The resolution was drafted by a group of Shoreline Schools staff of color and included input and ideas from students, staff, community and the school board.
“This resolution was created with care and urgency,” said Dr. Tanisha Brandon-Felder, director of equity and family engagement. “The most impacted groups crafted the language, did the research, gathered examples and created the vision.”
Superintendent Rebecca Miner agreed. “This is an important step for our district to put policies and processes in place to address incidents of racism that impact our students, staff and families,” she said.
Some of the resolution’s highlights include:
- Ensuring that implicit bias, racism, oppression and their impacts are understood
- Proactively teaching students and staff about racism’s causes and effects
- Developing and revising student handbooks and discipline policies to reflect the impact racially derogatory language and actions have on BIPOC (Black, Indigenous and People of Color) students and staff
- Reviewing and adjusting grading, discipline and special education/program identification practices to remove the disproportionality that exists for BIPOC students
- Establishing Anti-Racism, Hate and Bias Plans in each school that includes staff training and accountability measures
- Developing plans and allocating resources for ongoing anti-racism training for all students, staff and members of the school board
- Holding students and staff accountable for interpersonal racist acts
- Establishing processes for students and staff to report and receive support when racist incidents occur
Students in Amy McClellan’s eighth grade social studies class at Einstein Middle School recently reviewed and discussed the resolution as part of a class assignment. “It’s important because we need change,” said Kaya Mortimer, also noting that public accountability and recognition of incidents involving racism aren’t often practiced enough in schools.

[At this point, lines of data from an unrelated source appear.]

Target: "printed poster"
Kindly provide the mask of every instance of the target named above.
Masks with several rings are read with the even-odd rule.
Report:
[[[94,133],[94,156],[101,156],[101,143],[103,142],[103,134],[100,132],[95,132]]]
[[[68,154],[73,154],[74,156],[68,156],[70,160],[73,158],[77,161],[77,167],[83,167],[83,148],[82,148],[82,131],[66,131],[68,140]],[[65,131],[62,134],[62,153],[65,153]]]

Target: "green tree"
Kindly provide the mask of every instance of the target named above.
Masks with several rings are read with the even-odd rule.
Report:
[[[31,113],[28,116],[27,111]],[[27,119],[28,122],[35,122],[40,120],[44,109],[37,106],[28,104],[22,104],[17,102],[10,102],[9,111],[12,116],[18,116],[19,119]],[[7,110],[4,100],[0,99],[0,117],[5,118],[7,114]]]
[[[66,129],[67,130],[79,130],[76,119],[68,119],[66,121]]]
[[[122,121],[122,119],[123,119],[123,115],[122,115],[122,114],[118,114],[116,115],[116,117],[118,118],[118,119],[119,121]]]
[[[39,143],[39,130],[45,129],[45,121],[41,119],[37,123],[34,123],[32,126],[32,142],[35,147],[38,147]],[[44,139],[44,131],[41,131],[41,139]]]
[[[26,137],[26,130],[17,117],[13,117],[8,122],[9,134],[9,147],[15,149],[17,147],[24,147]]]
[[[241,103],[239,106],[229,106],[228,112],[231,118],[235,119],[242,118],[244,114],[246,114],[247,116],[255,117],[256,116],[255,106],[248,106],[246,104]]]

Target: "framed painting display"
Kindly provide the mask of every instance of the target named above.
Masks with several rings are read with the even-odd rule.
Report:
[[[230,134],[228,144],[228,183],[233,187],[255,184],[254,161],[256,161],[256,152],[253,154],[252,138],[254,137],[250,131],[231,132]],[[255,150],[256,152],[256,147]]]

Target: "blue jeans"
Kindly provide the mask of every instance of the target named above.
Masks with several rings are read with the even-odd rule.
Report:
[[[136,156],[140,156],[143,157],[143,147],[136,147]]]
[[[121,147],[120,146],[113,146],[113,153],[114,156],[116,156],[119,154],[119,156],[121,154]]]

Fellow classmate Malaina Mirabueno was encouraged to see the steps taken in the resolution. “I think that the proactive practices in the resolution will help support BIPOC students and staff by creating a safer environment for them to feel included and give them a safe space where they know they can safely report racist situations they may be involved in or know of,” she said.
“On behalf of the School Board, I want to say how very grateful we are for the incredible work, insight and advocacy that went into developing our Anti-Racism Resolution,” said School Board President Meghan Jernigan. “This document represents our values and vision for becoming an anti-racist organization and puts important processes and practices in place to proactively combat racism in all its forms. We look forward to the work that will follow as part of the resolution’s implementation.”